At this point, my greatest hope is that W can have a normal conversation without screaming at me or leaving the room.
I remember this. Between BD and him MO (6 months) all I ever saw in my H's eyes was resentment and anger. It seemed like if I breathed too loud I would get yelled at. There were times when I couldn't wait for him to finally MO, times when I wanted desperately for him to stay, and times when I just didn't know. And it showed. I cried, I raged, I demanded answers and I hid in the shadows. The me today would love to tell the me then to just maintain the high ground, and, hard as it may seem, not always let him set the temperature in the room. The me today would love to tell the me then that it was not me that caused the anger, but something inside him that was raging and that no matter what I did or didn't do, that he would rage all the same. So I might as well just let him rage. And go about my life as best I could, not be baited into arguments, and not demand answers when he had no answers to give.

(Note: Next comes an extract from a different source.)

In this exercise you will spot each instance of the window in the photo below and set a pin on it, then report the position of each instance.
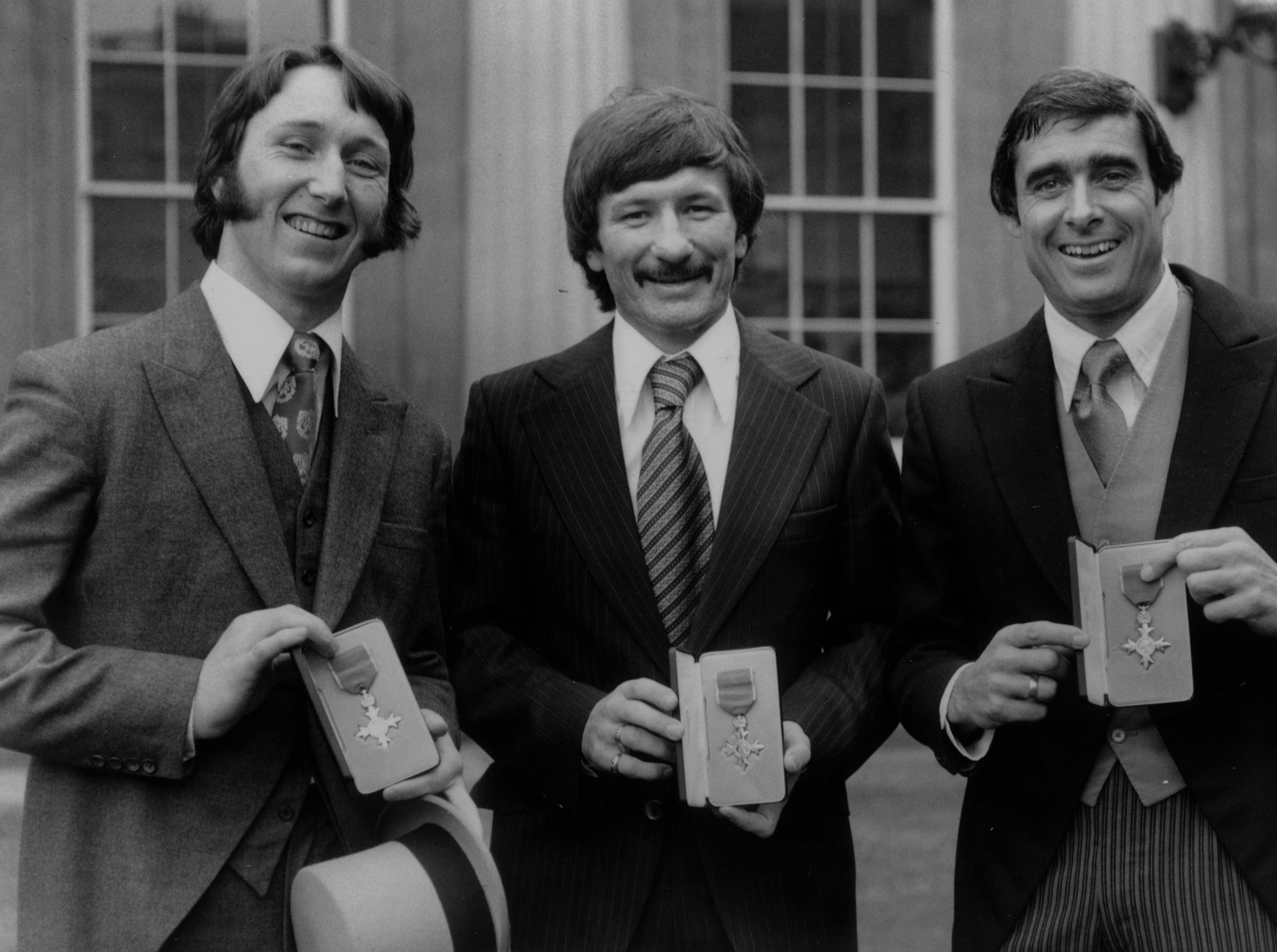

I know it plays like a tape on repeat, but GAL, 180 and detach. You admit you don't know if you even want to R, but how can you tell if you are constantly in the eye of the storm. Get up in the morning and say "It's a new day", write a list of goals for you, start small (I will make my bed every morning, I will go to the gym three times a week, I will read one non-fiction book per week) and work on achieving those. Make that your focus. Not whether you will R or not. When you start to achieve those things, I promise that your mind will be calmer and you will be in a better place to decide what you want.